According to Fox Sports' Ken Rosenthal, Major League Baseball will be proactive in making adjustments to the new rules involving collisions at home plate as well as transfer rules on defense. Both have been the source of controversy early in the season as players and umpires struggle to figure out where a catcher needs to be on plays at home and what exactly constitutes a clean catch.
In particular, the rule on when a catch is a catch and when the player loses the handle on the transfer has shown up repeatedly. In fact, the challenging and overruling of a clean catch even played a key role in setting up Giancarlo Stanton’s walk-off grand slam on Friday night.
As Yahoo’s Tim Brown recently pointed out, the rule has become complicated enough that defining a catch in baseball has become as difficult as defining a catch in football.
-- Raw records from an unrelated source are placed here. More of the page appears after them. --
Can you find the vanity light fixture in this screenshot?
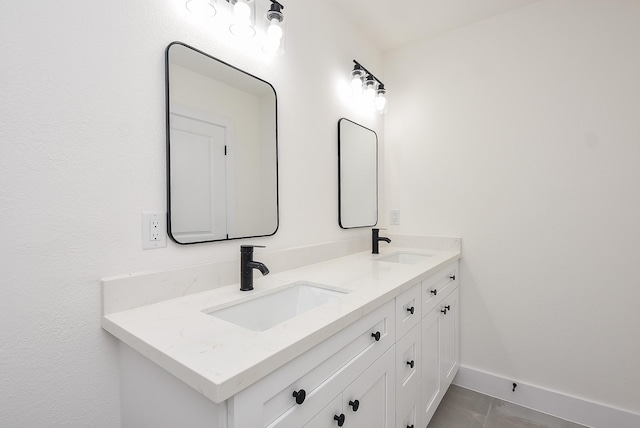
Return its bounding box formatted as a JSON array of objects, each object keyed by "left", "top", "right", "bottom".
[
  {"left": 185, "top": 0, "right": 285, "bottom": 56},
  {"left": 350, "top": 59, "right": 387, "bottom": 114}
]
When it reaches that point, it’s time for some reevaluation, which according to Rosenthal should include a return to a more common-sense approach to what constitutes a catch instead of looking for reasons to not rule it a catch.
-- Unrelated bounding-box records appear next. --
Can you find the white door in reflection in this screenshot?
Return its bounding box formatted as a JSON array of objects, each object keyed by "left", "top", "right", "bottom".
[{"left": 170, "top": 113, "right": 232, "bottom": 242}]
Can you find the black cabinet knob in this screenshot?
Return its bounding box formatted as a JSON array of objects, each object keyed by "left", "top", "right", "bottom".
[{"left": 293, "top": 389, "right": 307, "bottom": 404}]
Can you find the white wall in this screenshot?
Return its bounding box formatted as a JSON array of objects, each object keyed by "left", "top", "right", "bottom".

Here’s more from Rosenthal‘s report:
Both sides agreed that certain plays are being called incorrectly, and MLB officials will seek to clarify what constitutes a catch in a conference call with members of the umpires union early next week, sources said.
In the first three weeks of the season, umpires and replay officials occasionally called "no catch" on balls that once were considered outs, ruling that the fielder must transfer the ball to his throwing hand cleanly.
The rulebook states that a player must have "secure possession" of the ball in his glove or hand, but the interpretation of the rule changed to include a clean transfer with the inception of expanded replay.
"To say it has been a hot topic with the players would be an understatement," one union official said.
Transfers and the neighborhood play, which typically involves umpires giving infielders leniency with their footwork around the bases so they don’t have to risk injury, were two plays we knew were going to be interesting to watch under expanded replay. The neighborhood play hasn’t really shown up yet, but transfers have dominated reviews right up there with bang-bang plays at first base.
By seeking a resolution now and perhaps tweaking the rule during the season, MLB will be doing a lot of people a big favor. For the umpires, it means they won’t have to overanalyze every catch. For managers, the same thing, because they’ve been ready to jump on every challenge. And for the players, it’s one less thing for them to think about when turning a double play or coming up firing on a throw from the outfield.
As Rosenthal indicates, it should be a quick and easy fix on transfers. Resetting the perimeters on blocking home plate may be a little more difficult, because there will always be multiple moving parts on those plays. That's probably going to be a situation where only repetition and experience can give us a better indication of what will work, but hats off to MLB for being willing to reexamine so quickly.